Nosso termo “educação liberal” é muito mais antigo que o uso da palavra “liberal” como um termo político. O que chamamos agora de “estudos liberais” remonta aos tempos clássicos; enquanto o liberalismo político começa apenas na primeira década do século XIX. Por “educação liberal”, entendemos uma ordenação e integração do conhecimento para o benefício da pessoa livre — em contraste com a escolaridade técnica ou profissional, agora um tanto chamada de “educação profissional”. A ideia de uma educação liberal é sugerida por duas passagens que citarei para você. A primeira delas é extraída de Metafísica de Sir William Hamilton:

“Então, a perfeição do homem como um fim e a perfeição do homem como um meio ou instrumento não são apenas diferentes, elas são, na realidade, geralmente opostas. E como essas duas perfeições são diferentes, o treinamento requisitado para sua aquisição não é idêntico e, portanto, tem sido adequadamente distinguido por nomes diferentes. Um é denominado liberal, o outro educação profissional; os ramos do conhecimento cultivados para esses fins sendo chamados, respectivamente, de ciências liberais e profissionais, ou ciências liberais e lucrativas”.

Você observará que Hamilton nos informa que não se deve esperar ganhar dinheiro com a proficiência nas artes liberais. O objetivo mais elevado do “homem como um fim”, ele nos diz, é o objeto do aprendizado liberal. Essa é uma advertência salutar em nosso tempo, quando mais e mais os pais jogam seus filhos, meninos e meninas, nas escolas de administração de empresas. O que Sir William Hamilton quis dizer com “homem como um fim”? Ora, ele quis dizer, em outras palavras, que a função do aprendizado liberal é ordenar a alma humana.

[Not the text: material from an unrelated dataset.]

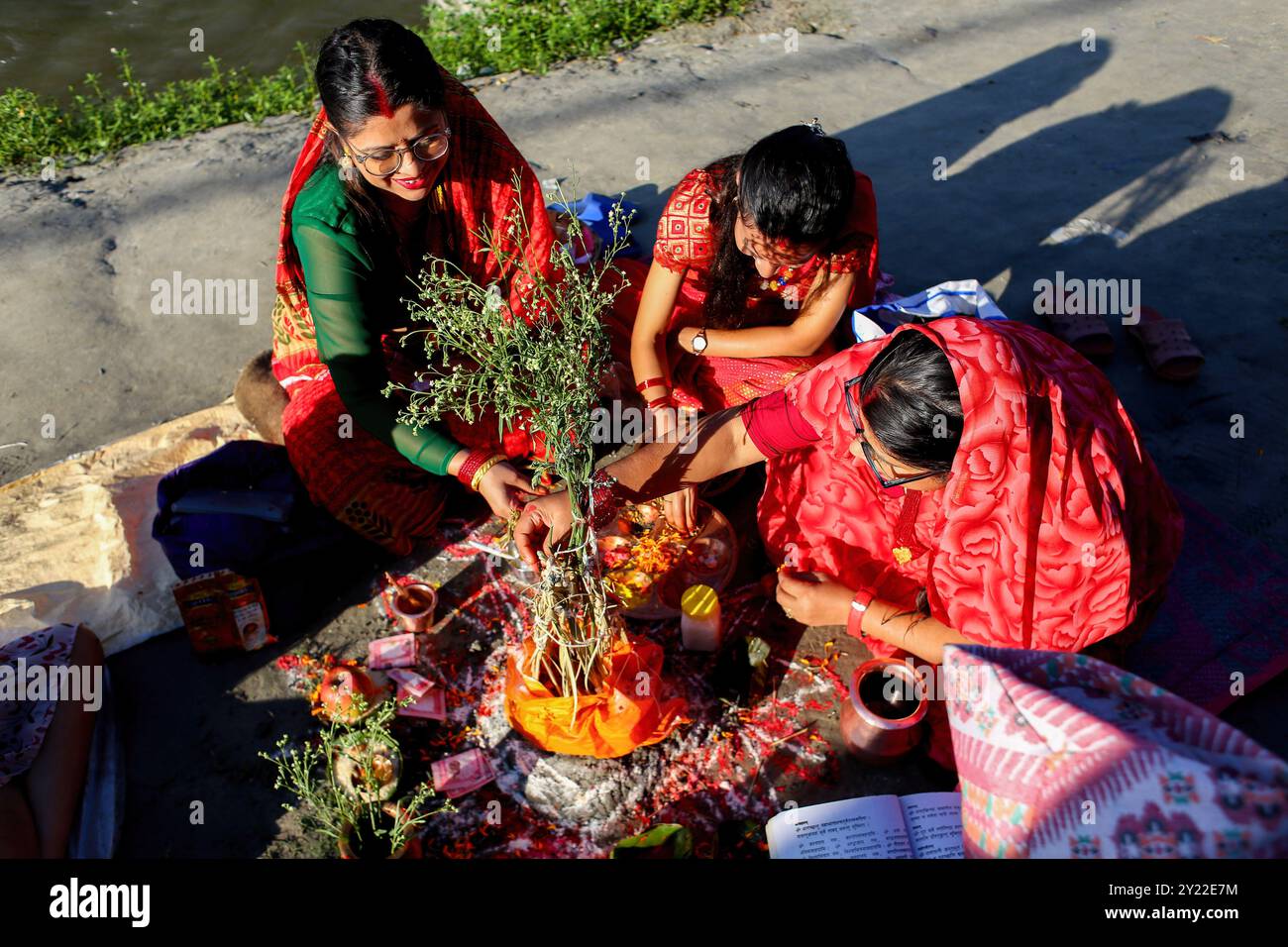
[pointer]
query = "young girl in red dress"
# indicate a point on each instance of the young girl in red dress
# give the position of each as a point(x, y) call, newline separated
point(758, 258)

Agora iremos para minha segunda citação, que tomo de James Russell Lowell. O estudo dos clássicos, escreve Lowell, “é apropriadamente chamado de educação liberal, porque emancipa a mente de todo provincianismo estreito, seja de egoísmo ou tradição, e é o aprendizado que cada um deve tomar parte antes de se tornar um irmão livre na corporação que passa a tocha da vida de uma era para a outra.”

Para colocar essa verdade de outra maneira, Lowell nos diz que uma educação liberal tem a intenção de nos libertar do cativeiro do tempo e do lugar: permitir-nos ter opiniões de longo alcance, entender o que é ser totalmente humano — e ser capaz de transmitir a gerações ainda não nascidas nosso patrimônio comum de cultura. T. S. Eliot, em suas palestras sobre “Os Objetivos da Educação” e em outros lugares, elaborou o mesmo argumento não há muitos anos. Nem Lowell nem Eliot trabalharam sob a ilusão de que a disciplina liberal do intelecto pavimentaria o caminho da riqueza.

Então, você perceberá que, quando eu falo do “objetivo conservador” da educação liberal, não quero dizer que essa escolaridade seja um suporte para os negócios, a indústria e os interesses materiais estabelecidos. Por outro lado, nenhuma educação liberal deveria ser um meio de derrubar a economia e o próprio Estado. Não, a educação liberal realiza seu trabalho de conservação de uma maneira diferente.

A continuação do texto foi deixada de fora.